Jean Francois Frey Maxppp

DECRYTAGE | Le ministre de l'Education nationale est monté au créneau mardi pour rassurer des parents au sujet d'une rumeur insinuant que la "théorie du genre" est enseignée à l'école. Pour ceux qui l'ont lancée, on cherche à gommer les différences sexuelles entre hommes et femmes. Depuis quelques années, cette idée se répand en France, et le mariage homosexuel, adopté l'an dernier, lui a donné un coup d'accélérateur. Elle relève pourtant du fantasme. Mais un fantasme bien utile, politiquement, pour certains.

La "théorie
du genre" n'existe pas. En elle-même, l'idée tient déjà d'une rumeur, d'une
mauvaise compréhension. Elle puise ses racines dans un domaine d'études
universitaires qui est né aux Etats-Unis et y a connu un certain succès jusqu'aux
années 70 : les "gender studies", littéralement, études sur le
genre.

Qu'est-ce que la "théorie du genre" ? Le reportage d'Alice Serrano. 

Les
chercheurs ont voulu comprendre pourquoi et comment naissent les inégalités sociales
entre hommes et femmes. Ils en ont décortiqué les mécanismes dans les champs
politiques, sociaux, artistiques, historiques, philosophiques etc. Ces études
ont donné lieu à des controverses passionnées entre chercheurs, mais elles n'ont
jamais débouché sur aucune théorie politique. Il s'agit d'un domaine d'études
universitaires.

Des féministes au Vatican

Toutefois,
le féminisme des années 60-70 a commencé à utiliser ces recherches
pour contester la domination sociale masculine.
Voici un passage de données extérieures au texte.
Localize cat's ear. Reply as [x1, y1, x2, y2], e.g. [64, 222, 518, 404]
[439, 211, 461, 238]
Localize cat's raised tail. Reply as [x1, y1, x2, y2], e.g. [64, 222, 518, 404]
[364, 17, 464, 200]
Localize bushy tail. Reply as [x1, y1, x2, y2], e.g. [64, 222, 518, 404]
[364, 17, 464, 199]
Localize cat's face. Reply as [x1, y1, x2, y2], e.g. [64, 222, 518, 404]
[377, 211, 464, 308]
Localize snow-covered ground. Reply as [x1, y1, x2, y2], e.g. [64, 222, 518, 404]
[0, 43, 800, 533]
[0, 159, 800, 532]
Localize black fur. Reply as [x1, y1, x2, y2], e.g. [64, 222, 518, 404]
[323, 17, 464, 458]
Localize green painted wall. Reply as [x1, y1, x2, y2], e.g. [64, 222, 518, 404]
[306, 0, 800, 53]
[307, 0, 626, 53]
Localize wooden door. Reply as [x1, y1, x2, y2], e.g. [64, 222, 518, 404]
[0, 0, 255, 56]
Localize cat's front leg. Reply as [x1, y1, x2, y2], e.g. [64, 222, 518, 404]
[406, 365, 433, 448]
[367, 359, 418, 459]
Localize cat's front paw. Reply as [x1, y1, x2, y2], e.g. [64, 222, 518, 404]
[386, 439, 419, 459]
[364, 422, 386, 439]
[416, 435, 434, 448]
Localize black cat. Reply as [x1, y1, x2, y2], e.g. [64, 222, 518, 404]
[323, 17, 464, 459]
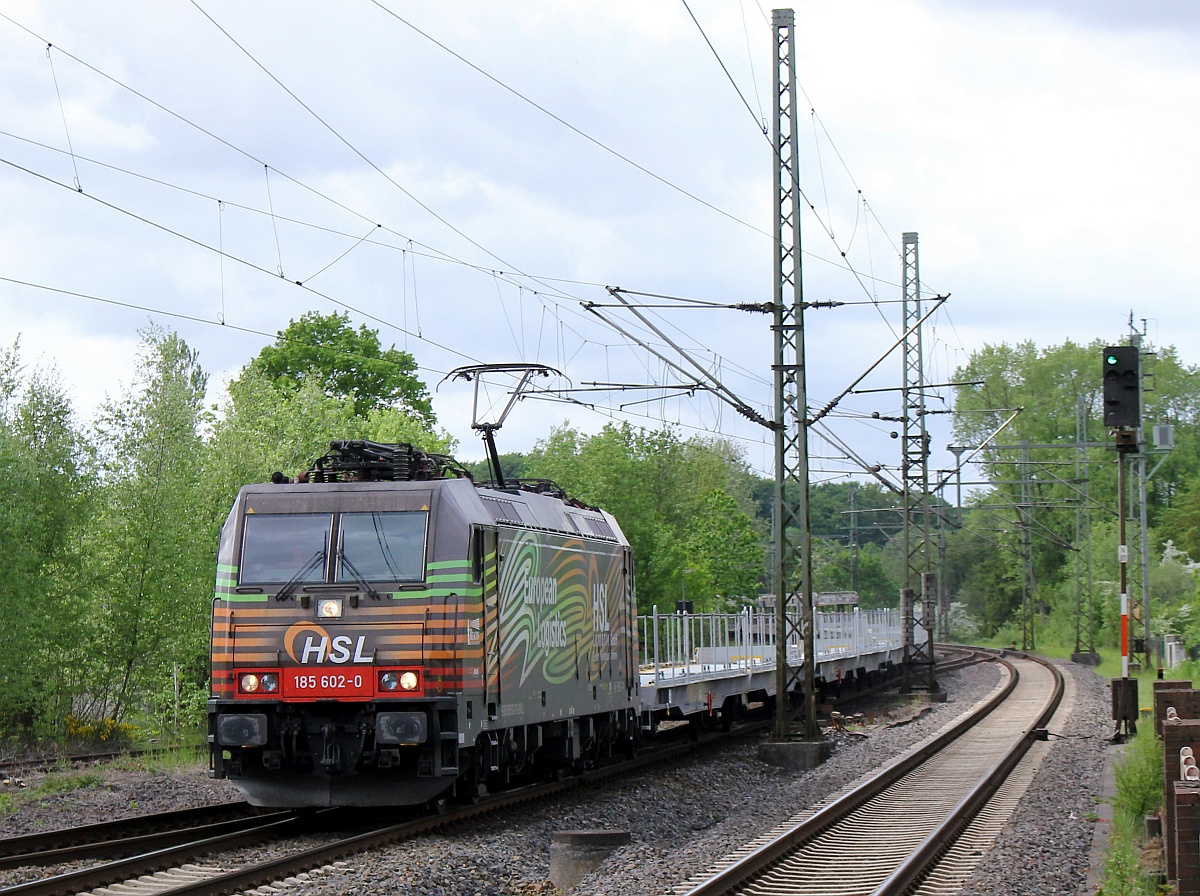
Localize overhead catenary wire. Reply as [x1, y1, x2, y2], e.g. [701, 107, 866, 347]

Le schéma femmes à la
maison-hommes au travail ne reposait sur rien d'autre que des constructions
sociales.

Avec les
mutations dans la structure de la vie familiale, comme la hausse continue du
nombre de familles recomposées ou la progression du travail féminin, la crainte
d'une disparition du schéma familial traditionnel a commencé à se diffuser
sourdement. Des réformes comme le mariage homosexuel l'ont accéléré. Et la
prétendue "théorie du genre", qui viserait à gommer les différences
entre hommes et femmes, a donné un visage à ces craintes. C'est sur elle, mais
sans la nommer, que le pape Benoît XVI fait tomber les foudres vaticanes.

Epouvantail politique

Dès lors,
la "théorie du genre" devient un épouvantail politique pour lutter
contre des réformes sociales. Dernier exemple en date, l'appel au boycott des
classes un jour par mois, lancé par une ancienne militante de la cause "beur"
des les années 80, aujourd'hui proche de l'extrême droite. Elle utilise la "théorie
du genre" contre un programme scolaire visant à lutter dès le plus jeune âge
contre les clichés garçons-filles, qui servent de fondations, à l'âge adulte,
aux inégalités sociales hommes-femmes.